Our family attended a small country church on a dusty road near our home. Every Sunday morning, we saw the same people sitting in the same church pew. (We all sat towards the back of the sanctuary, of course, like good Lutherans do.) I remember being terribly bored, and finding creative ways to stay entertained so I would not have to actively participate in church. For my very young self, this church thing was difficult to understand and appreciate.
My memory occurred on one such Sunday morning. We stood by our hard, cold church pews and read the same Brief Order for Confession and Forgiveness from the old green hymnal. I’ve said these words hundreds of times:
…we confess that we are in bondage to sin and cannot free ourselves. We have sinned against you in thought, word and deed, by what we have done and by what we have left undone. We have not loved you with our whole heart; we have not loves our neighbors as ourselves…
The community rattled off these words. My arrogant, youthful self felt that I had not committed any of these offenses this week. So, I whispered to my Dad: “I shouldn’t have to say this. I didn’t do these things!” This was partly to be defiant, partly to test my Dad’s reaction. I expected him to scold me and make me participate. Or to angrily explain to me how I had, in fact, committed all of these sins that past week many times over. But he simply whispered back to me, “Then don’t say it.”
I was floored. What? It is OK for me to define my own communication with God? Faith can be more than reciting words from a green hymnal once a week?!?
What made this particular moment so powerful? It was probably one of the earliest of life’s moments where I understood that I have a role in relationship with God. Similar moments continued – still continue – to show an active, living faith, defined by far more than the recitation of words every Sunday morning.
As this writing posts on this particular Sunday night, I am at overnight “Taste of Camp” with my 6-year-old.
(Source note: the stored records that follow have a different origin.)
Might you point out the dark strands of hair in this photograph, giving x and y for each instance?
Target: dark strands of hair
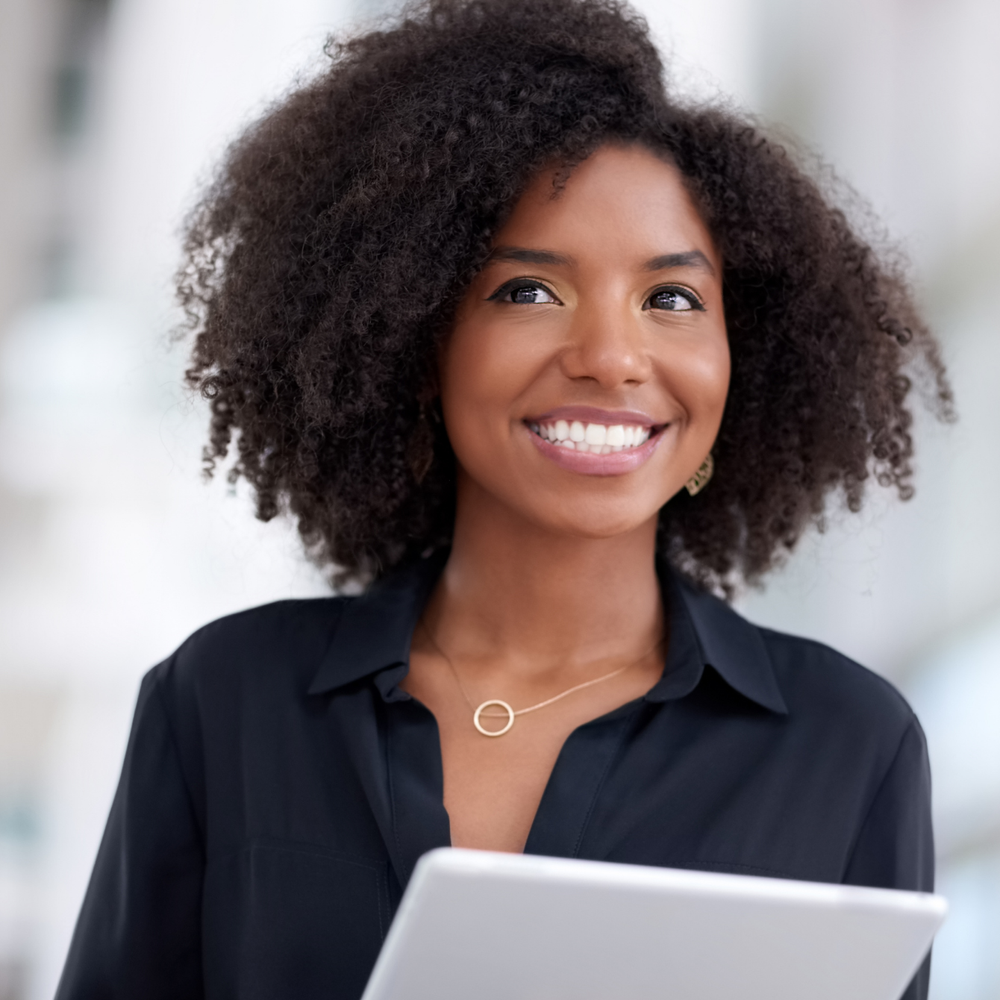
(325, 263)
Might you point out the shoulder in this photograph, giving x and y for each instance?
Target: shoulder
(819, 682)
(274, 645)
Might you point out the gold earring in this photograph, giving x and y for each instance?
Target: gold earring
(700, 479)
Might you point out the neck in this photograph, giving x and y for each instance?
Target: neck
(516, 592)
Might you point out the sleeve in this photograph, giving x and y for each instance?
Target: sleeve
(895, 848)
(138, 933)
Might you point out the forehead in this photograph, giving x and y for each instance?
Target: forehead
(623, 203)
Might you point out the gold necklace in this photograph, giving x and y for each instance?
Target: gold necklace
(480, 712)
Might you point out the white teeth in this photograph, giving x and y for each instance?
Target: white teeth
(596, 439)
If you know me well, you know that this camp was and continues to be an important part of my own personal faith story. This camp was one of the first places where I felt safe to share my faith. This is where I discovered that including God in human relationship makes that relationship strong. This is where I overcame my introvert tendencies to sing silly songs and lead worship in front of children and peers.
I am thrilled that my own son can come to camp! This year, before first grade, he can only come overnight with an adult. But next year, he can come on his own. I am excited to think about the experiences he will have here – and how I can re-live camp by watching my son!
It’s not that I want to force my glory days on him; our time today in this place set apart is not about me. It is actually not even about him, but about how our God can use us for his good.
I don’t know if this camp will be as meaningful for my kids as it was for me (and my husband). In the very least, I want to take advantage of the time we have together here – here in this place where the Spirit moves in, around and amongst – to help my son take ownership of his own relationship with God. For the relationship he experiences with God is not what I dictate it to be, and it is certainly not what we recite from a hymnal.